La participation du ministre chargé des Affaires générales du gouvernement à un sit-in organisé, dans la nuit de mardi à mercredi, par les employés de Centrale-Danone devant le Parlement, n’a laissé personne indifférent. Et les plus virulentes des critiques qu’il s’est attirées émanent de son propre clan, le PJD. Le geste de Lahcen Daoudi a suscité la colère de plusieurs membres de la direction de son parti, affirme ainsi le quotidien Al Massae dans son édition du jeudi 7 juin. Certains ont qualifié sa sortie d’«irresponsable», alors que d’autres parlent de «faute grave» pouvant motiver un renvoi du gouvernement et du parti.
C’est ainsi que le secrétaire général-adjoint du parti, Slimane El Omrani, s’est dit étonné de voir le ministre manifester parmi les employés de Centrale Danone contre la campagne de boycott. Un ministre ou un parlementaire, a-t-il expliqué, dispose de suffisamment de moyens et d’outils pour faire face à une telle situation à l’intérieur des institutions. Il ne convient pas à un membre du gouvernement, ajoute-t-il, de manifester dans la rue, à moins qu’il ne s’agisse de grandes questions impliquant toute la Nation ou la «Oumma».
Pour sa part, Nabil Chikhi, chef du groupe parlementaire du PJD à la deuxième Chambre, a qualifié d’absurde le comportement du ministre de son parti. Il estime que ce comportement n’est pas pas digne d'un membre du gouvernement, d'autant que Daoudi prend position aux côtés des employés d’une entreprise privée qui protestent contre une campagne de boycott suivie par une tranche appréciable de la population. On peut comprendre que le gouvernement puisse prendre position via des déclarations officielles, mais de là à ce que l’un de ses membres sorte dans la rue pour manifester! Cela relève de l’aberration et d’un mépris des responsabilités qui lui incombent, a ajouté Chikhi.
La députée de Casablanca et vice-présidente de la région de Souss-Massa, Amina Maelainine s’est, de même, jointe au clan des dirigeants mécontents, en accusant implicitement le ministre de contribuer à un processus de mise à mort symbolique du parti et de dilapidation de son capital de popularité. D’après le quotidien Al Akhbar, qui aborde également le sujet dans son édition du 7 juin, les réactions ne se sont pas arrêtées à ce stade. D’autres parlementaires et dirigeants du parti ont tout bonnement appelé au limogeage de Lahcen Dadoui, après l’avoir contraint à s'expliquer sur son comportement.

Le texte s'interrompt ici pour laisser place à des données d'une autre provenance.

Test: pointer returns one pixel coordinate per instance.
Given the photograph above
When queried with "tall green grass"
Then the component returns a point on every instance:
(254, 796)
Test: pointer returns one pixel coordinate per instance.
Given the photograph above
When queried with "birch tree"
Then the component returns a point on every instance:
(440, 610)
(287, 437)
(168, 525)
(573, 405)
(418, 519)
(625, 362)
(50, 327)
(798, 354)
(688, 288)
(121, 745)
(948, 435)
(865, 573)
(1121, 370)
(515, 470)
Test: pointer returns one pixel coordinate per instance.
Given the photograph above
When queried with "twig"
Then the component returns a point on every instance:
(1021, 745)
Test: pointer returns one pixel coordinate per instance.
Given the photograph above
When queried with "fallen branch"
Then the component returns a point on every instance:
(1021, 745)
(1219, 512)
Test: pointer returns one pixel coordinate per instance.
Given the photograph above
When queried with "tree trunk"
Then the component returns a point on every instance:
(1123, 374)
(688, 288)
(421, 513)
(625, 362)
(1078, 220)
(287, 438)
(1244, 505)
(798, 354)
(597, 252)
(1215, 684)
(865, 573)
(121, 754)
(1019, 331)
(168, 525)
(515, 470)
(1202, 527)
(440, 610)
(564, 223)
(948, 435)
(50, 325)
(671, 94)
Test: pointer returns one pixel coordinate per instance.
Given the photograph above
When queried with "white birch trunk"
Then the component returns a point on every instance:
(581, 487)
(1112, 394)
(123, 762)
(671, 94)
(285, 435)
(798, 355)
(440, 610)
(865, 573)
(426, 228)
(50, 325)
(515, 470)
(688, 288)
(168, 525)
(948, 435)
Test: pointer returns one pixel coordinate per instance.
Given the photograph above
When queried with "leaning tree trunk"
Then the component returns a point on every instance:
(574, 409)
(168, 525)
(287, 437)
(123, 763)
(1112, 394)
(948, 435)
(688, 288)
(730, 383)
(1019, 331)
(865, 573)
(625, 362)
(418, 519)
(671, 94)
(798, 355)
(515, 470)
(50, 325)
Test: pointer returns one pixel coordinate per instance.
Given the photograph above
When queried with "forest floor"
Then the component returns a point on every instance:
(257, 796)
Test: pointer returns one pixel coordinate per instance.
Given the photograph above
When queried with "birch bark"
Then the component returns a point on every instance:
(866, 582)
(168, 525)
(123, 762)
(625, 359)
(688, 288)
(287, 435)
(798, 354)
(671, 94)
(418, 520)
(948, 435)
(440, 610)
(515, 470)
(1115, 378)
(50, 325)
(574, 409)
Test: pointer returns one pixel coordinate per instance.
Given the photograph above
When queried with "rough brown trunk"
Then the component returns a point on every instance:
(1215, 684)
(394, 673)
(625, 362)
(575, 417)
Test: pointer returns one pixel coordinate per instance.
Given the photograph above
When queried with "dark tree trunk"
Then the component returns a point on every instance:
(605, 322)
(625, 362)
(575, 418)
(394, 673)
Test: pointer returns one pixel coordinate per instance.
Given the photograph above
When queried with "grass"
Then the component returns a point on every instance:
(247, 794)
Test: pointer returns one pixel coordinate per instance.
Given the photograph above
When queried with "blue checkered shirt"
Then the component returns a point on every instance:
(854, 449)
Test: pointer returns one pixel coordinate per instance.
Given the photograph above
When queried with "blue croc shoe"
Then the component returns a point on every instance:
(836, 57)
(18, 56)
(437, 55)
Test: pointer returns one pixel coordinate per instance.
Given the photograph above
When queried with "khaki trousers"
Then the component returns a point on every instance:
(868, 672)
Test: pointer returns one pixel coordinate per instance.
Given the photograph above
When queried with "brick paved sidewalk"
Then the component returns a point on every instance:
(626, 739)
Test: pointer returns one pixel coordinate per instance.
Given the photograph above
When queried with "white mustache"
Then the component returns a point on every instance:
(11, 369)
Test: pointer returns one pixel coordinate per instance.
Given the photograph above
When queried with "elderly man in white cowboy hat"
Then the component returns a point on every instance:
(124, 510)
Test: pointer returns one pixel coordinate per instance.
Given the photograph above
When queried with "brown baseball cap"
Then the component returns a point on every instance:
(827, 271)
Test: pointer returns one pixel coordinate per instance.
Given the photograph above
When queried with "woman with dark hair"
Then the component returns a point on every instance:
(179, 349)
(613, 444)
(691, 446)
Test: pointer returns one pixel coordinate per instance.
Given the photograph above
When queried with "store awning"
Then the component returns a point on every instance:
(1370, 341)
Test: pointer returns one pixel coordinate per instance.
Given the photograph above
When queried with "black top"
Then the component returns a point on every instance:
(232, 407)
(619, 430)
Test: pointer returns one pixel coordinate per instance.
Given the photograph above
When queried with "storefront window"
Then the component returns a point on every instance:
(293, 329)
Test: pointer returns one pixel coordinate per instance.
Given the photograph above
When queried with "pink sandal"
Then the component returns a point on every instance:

Bref, affirme Al Akhbar, la sortie de Daoudi risque bel et bien de provoquer un séisme ravageur au sein du PJD. Le comportement du ministre chargé des Affaires générales du gouvernement est d’autant plus incompréhensible, estime le journal, qu’il a pris part à une manifestation organisée par l’UGTM, syndicat affidé à l’Istiqlal, et la CDT, deux entités de l’opposition. Ce qui lui a d’ailleurs valu des réactions peu amènes de la part des manifestants eux-mêmes qui l’accusent, notamment, d'avoir voulu surfer sur leur manifestation pour engranger des profits politiques et électoraux.
De son côté, le quotidien Al Ahdath Al Maghribia, qui revient également sur la question dans son numéro du 7 juin, affirme que le ministre se rendait initialement au Parlement pour assister à une réunion de la commission des secteurs productifs, consacrée aux retombées de cette campagne de boycott sur le secteur laitier. Et, quand il est passé devant les contestataires, il les a rejoints spontanément. Le journal affirme qu’une fois mis au courant, le chef du gouvernement a piqué une colère. Il a fait savoir à son ministre que ce comportement était irresponsable et inadmissible.
Lahcen Daoudi, poursuit Al Ahdath Al Maghribia, affirmera plus tard, pendant la réunion de la commission, qu’il avait agi en tant que citoyen. «Cette campagne a causé beaucoup de dégâts aux éleveurs et à la société et risque de porter atteinte à l’attractivité du Maroc pour les investisseurs; aussi est-il est du devoir de tout un chacun de tout tenter pour mettre fin à cette campagne», a-t-il déclaré.